All structures are at atomic level
- Fullerenes, spherical molecules and highly symmetrical
- Carbon Nanotubes, a cylindrical structure. Can be single or multiwalled and vary in length. The structure leads to exceptional properties combining strength, rigidity and elasticity, higher thermal and electrical conductivity.
- Graphene – two dimensional sheets of single layers of carbon atoms
Goes onto describe potential applications of carbon based nano materials
- Increasing crop yields
- Plant protection
In particular it describes and summarises CNTs impact on plants
Germination- stimulatory effects of CNTs have been reported for a wide range of crops. Possible accelerated water flow into the seed has been related with the ability of the CNTs to perforate the seed coat and encourage water uptake.
Plant growth and development – during seedling development and early growth, positive effects of CNTs on root and shoot elongation have been reported for a range of plant species.
Carbon Nanotubes influence the enzyme activity of biogeochemical cycles of carbon, Nitrogen, Phosphorus and Pathogenesis of Plants in Annual Agrecosystems.
Carbon Nanotubes influence the enzyme activity of biogeochemical cycles of carbon, Nitrogen, Phosphorus and Pathogenesis of Plants in Annual Agrecosystems.
OB Vaishlya, N N Osipov, NV Guseva
National Research Tomsk Polytechnic University, Lenin Av. 30, Tomsk, 634050, Russia
We conducted pre-sowing seed treatment of spring wheat carbon nanotubes (CNT) modified with thionyl chloride, ethylene diamine, azobenzole and dodecylamine.
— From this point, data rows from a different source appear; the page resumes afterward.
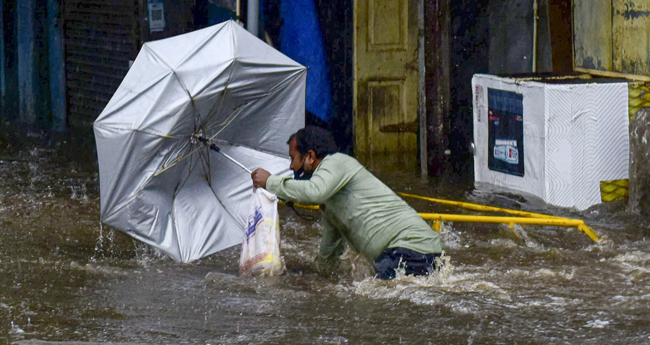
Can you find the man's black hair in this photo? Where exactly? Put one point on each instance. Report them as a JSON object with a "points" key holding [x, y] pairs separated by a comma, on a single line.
{"points": [[318, 139]]}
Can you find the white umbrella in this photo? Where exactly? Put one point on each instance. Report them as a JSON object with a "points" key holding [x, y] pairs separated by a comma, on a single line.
{"points": [[159, 180]]}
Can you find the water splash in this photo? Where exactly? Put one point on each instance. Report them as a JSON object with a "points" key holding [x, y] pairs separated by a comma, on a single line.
{"points": [[99, 245], [15, 329]]}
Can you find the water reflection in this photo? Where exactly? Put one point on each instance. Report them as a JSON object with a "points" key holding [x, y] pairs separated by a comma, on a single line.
{"points": [[66, 278]]}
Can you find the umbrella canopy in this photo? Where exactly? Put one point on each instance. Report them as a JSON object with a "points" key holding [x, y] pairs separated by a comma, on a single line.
{"points": [[159, 181]]}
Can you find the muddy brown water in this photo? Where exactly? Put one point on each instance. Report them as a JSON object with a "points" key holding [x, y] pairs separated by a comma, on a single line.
{"points": [[64, 279]]}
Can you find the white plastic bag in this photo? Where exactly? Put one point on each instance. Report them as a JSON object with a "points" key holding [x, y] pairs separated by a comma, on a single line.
{"points": [[260, 251]]}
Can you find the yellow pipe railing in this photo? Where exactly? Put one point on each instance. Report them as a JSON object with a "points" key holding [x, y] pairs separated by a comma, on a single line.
{"points": [[528, 218], [483, 208], [438, 217]]}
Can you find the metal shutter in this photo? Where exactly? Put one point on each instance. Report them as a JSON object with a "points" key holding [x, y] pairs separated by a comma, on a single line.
{"points": [[101, 36]]}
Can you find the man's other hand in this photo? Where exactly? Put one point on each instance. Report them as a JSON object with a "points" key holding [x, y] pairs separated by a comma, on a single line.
{"points": [[259, 178]]}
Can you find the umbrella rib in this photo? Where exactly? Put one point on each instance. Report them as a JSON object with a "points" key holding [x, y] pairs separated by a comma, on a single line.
{"points": [[209, 181], [189, 173], [230, 119], [176, 161], [223, 98]]}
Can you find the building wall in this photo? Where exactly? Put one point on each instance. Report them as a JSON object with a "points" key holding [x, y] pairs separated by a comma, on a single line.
{"points": [[612, 35]]}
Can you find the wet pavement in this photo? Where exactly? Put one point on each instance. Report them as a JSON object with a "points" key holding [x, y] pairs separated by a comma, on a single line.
{"points": [[65, 279]]}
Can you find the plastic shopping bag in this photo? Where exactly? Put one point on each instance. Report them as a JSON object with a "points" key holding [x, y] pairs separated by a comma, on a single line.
{"points": [[260, 252]]}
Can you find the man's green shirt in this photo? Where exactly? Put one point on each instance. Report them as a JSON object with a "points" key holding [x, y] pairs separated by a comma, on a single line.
{"points": [[359, 209]]}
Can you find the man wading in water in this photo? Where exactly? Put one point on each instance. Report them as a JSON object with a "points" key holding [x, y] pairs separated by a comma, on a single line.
{"points": [[357, 208]]}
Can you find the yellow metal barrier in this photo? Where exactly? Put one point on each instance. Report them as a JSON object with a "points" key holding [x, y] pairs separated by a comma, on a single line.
{"points": [[528, 218], [438, 217], [483, 208]]}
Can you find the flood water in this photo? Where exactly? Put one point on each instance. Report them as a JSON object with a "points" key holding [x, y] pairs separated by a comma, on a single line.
{"points": [[66, 279]]}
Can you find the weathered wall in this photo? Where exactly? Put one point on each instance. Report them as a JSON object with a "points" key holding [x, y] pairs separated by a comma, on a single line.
{"points": [[511, 37], [640, 162], [612, 35]]}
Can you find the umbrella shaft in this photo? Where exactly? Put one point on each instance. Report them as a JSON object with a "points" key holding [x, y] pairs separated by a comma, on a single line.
{"points": [[235, 161]]}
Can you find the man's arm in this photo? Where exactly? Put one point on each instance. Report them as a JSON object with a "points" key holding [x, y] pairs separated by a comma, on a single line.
{"points": [[326, 181]]}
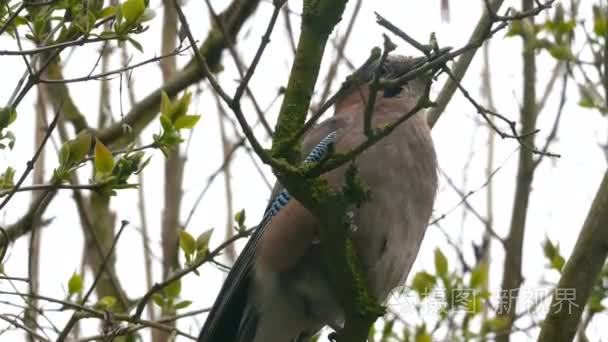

CNTs did not disrupt the structure of the crop, but the activity of extracellular enzymes in rhizosphere of plants in the flowering stage changed.
High Lights from paper
The analysis of the biological aspects of safe application of CNTs for strategic grain crops is of particular importance.
There is no unequivocal opinion on this point, in both single and multi-walled CNTs with azo-group increased the enzyme activity in the soil.
Perhaps just the ability of CNTs to work in a cell plasma membrane as a water pump is one of the reasons why the infection of root rots in wheat seedlings treated by CNTs is decreasing.
Complex genetic, photothermal, and photoacoustic analysis of nanoparticle-plant interactions
Complex genetic, photothermal, and photoacoustic analysis of nanoparticle-plant interactions
PNAS, January 18 2011, Vol 108, No 3
Discussion
In this multidisciplinary work, we proved that the interaction of multi-walled Carbon Nano tubes (CNTs) with the cells of tomato seedlings resulted in significant changes in total gene expression. The groups of genes with altered expression were identified in the roots and leaves of tomato plants growing on a medium supplemented with CNTs. The exposure of tomato cells to CNTs can lead to the activation of many stress related genes including the gene for tomato water channel protein. IN addition our data demonstrated that the up-regulation of the expression of the water channel’s gene in CNY-exposed roots and leaves can have a significant impact on the observed phenomena of activation, enhanced germination, and growth of tomato seedlings on a medium supplemented with CNTs.